In the second place at the last weekend’s box office is the western drama News of the World, starring Tom Hanks as a grizzled veteran traveling the Wild West in the years after the American Civil War. Directed by Paul Greengrass (Bourne trilogy), News of the World grossed about 2,2 million in its inaugural weekend. Family adventure The Croods: A New Age is currently in third place with $1,7 million and a total domestic gross of $30,4 million. After premiering in the number one spot, Thomas W. C. Anderson’s sci-fi adventure Monster Hunter dropped three places last weekend. It is now in fourth place with $1,1 million and a total domestic gross of $4,2 million. In the fifth place is the final newcomer of the week – a darkly humorous thriller Promising Young Woman with $719,305.

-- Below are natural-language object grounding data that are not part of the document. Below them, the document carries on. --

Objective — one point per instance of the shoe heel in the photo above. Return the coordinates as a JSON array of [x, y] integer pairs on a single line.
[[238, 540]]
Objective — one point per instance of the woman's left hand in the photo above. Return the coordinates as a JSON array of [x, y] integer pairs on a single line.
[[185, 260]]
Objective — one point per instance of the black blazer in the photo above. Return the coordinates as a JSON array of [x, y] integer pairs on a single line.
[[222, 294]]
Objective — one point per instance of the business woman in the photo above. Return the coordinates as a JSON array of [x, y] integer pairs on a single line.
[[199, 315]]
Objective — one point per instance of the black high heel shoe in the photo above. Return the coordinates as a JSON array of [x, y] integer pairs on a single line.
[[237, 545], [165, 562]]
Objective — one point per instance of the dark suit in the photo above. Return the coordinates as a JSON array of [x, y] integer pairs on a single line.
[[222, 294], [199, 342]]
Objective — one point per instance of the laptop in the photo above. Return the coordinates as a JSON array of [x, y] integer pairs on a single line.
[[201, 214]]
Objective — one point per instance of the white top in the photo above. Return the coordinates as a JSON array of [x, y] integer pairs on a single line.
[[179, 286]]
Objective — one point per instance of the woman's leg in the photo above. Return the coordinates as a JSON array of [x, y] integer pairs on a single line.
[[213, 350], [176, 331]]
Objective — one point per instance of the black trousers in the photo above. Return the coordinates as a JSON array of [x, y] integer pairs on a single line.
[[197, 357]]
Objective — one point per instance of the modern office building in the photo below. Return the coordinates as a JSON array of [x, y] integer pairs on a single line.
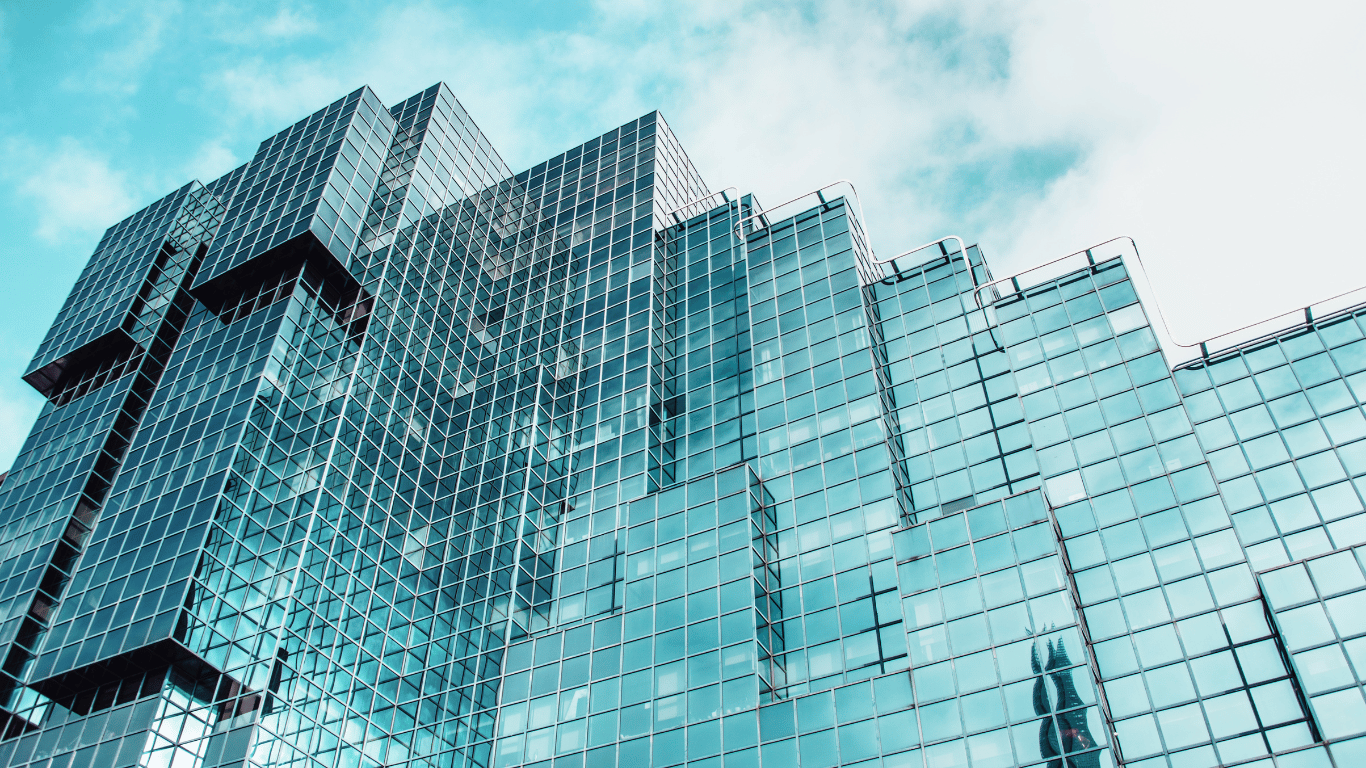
[[374, 453]]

Walter Hamada Hints at Ambitious DC Movies Schedule
In his recent talk with The New York Times, the president of DC Films Walter Hamada described the studio’s plans for superhero movies. And, at least according to him, they’re certainly something. Hamada says the studio plans to release up to four superhero films in cinemas every year, with up to two more released directly on HBO Max. On top of that, DC Films would develop new superhero TV shows for streaming.
Any other year, these plans would have seemed ambitious. But in the year of the COVID-19, they sound like a pipe dream. Since March, we have been reporting on the ways the pandemic disturbed the entertainment industry like halted productions, postponed releases, and cinemas facing bankruptcy. WarnerMedia also angered plenty of people – from directors to movie theater owners – with a plan to release its slate of 2021 titles both in cinemas and on streaming at the same time.

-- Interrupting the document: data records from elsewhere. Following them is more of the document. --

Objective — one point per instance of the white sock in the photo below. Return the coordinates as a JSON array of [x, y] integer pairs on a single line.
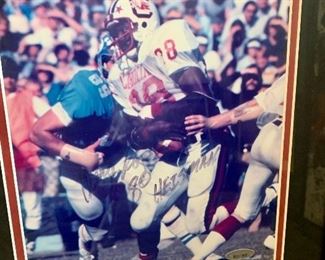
[[211, 243], [179, 229], [220, 215]]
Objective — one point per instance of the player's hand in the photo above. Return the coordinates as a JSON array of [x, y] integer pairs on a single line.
[[146, 113], [87, 157], [195, 124], [99, 157]]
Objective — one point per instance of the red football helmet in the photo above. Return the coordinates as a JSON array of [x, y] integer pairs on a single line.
[[129, 22]]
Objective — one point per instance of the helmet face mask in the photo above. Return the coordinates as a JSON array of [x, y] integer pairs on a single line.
[[104, 56], [121, 35], [128, 23]]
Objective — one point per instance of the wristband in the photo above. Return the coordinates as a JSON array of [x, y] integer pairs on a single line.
[[85, 158]]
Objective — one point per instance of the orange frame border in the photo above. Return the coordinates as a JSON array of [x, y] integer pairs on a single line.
[[292, 54]]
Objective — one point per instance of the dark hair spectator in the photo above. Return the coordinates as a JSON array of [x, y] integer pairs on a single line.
[[81, 57]]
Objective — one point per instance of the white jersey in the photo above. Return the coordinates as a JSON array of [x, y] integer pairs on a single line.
[[272, 100], [171, 48]]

But you know who might be benefiting from WarnerMedia’s decisions? Sony. The Verge reports Sony CEO Tony Vinciquerra has been bragging about “talent” – meaning actors, directors, and such – contacting the studio in hopes of working with someone who won’t throw movie-going experience under the bus of digital streaming. There are concrete financial reasons for this – many actors and filmmakers collect more money depending on how well their film does at the box office. But streaming puts those same people in uncharted waters. Streaming services are also notoriously secretive about their viewing numbers, let alone how much money a program made. Of course, Vinciquerra may only be hyping his studio, just like Hamada.

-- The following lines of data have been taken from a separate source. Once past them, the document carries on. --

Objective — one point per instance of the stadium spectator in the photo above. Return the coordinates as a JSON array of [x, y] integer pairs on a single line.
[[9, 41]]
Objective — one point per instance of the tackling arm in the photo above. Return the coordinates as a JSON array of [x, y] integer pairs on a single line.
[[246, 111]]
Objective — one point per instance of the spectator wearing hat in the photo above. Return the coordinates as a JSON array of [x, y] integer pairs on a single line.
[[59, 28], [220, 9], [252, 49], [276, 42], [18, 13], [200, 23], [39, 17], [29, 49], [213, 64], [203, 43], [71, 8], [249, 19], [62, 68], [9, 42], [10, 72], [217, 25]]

Most TV and Film Productions Halted Until Mid-January Due to COVID-19 Surge
And speaking of the ever-present COVID-19, the Los Angeles County Department of Public Health is urging movie, music and TV productions to consider halting their work for several weeks in hopes of reducing the possible spread of the virus. According to SlashFilm, officials sent out an e-mail on December 23, imploring people to stop on-site production work for several weeks in hopes of slowing down the pandemic. This came after California became the first US state to reach a grim milestone of over two million COVID-19 cases.
Yesterday the Screen Actors Guild-American Federation of Television and Radio Artists (SAG-AFTRA) responded. The Organization’s president Gabrielle Carteris and the national executive director David White said in their letter:
“Most entertainment productions will remain on hiatus until the second or third week of January if not later. This means that the number of our member performers working on sets right now is reduced. Our safety protocols ensure appropriate precautions for the holiday hiatus period including additional time for testing prior to the resumption of production.”
The letter continues, saying that the organization remains in contact with other unions and guilds as well as with epidemiologists, public health officials, and other sanitation specialists. Their intent is for the work to resume in the safest possible environment.